While hearing about the most and least wanted painting study
I was reminded of another study conducted in a very similar way. The study was centered around finding the
world’s funniest joke. The reason I
bring this up is that I think the study on comedy illustrates some of the flaws
in the study on paintings and some of the inherent difficulties in studying
that which is a matter of taste. You
will find the link to the study’s website here:
Basically the idea of the study was to have the general
public submit jokes to the website.
These would then be posted and voted on by visitors to the website. Some demographic data would be collected
while rating the joke. The world’s
funniest joke could be found from the highest ratings. Sounds simple enough, but there were some
problems with this set up, one of which was the issue of crude humor. To get around this each of the jokes was
screened by the website staff. This way
only clean jokes made it onto the web site.
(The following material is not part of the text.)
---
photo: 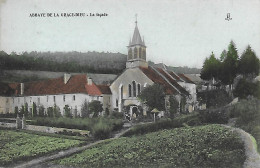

I personally do not like crude humor, but many do. In filtering the jokes to be voted on the
website staff have completely done away with objectivity. You can see the result in the winning joke. It really isn’t very funny, in the same way
that the most wanted paintings were not particularly beautiful. In an issue of taste, can we censor that
which considered bad taste without sacrificing objectivity?
The very structure of these studies set the research teams
up for failure. Paintings cannot be
boiled down to checkbox elements. The
checkboxes do not account for the infinite variety of people’s personal
tastes. The checkboxes are the reason
why all the paintings look the same. I
am not a visual artist but I do know a lot more goes into painting that simply
combining different iconic elements. There
is gestalt to consider, and painting style.
There is that intangible transcendent quality that separates a
masterwork from other works of lesser quality and skill.
What are your opinions?
How could these studies be changed to provide better results? I am reminded of Isaac Asimov’s Hari Seldon. There is power in a large sample size, but
one must ask the right questions to produce meaningful data.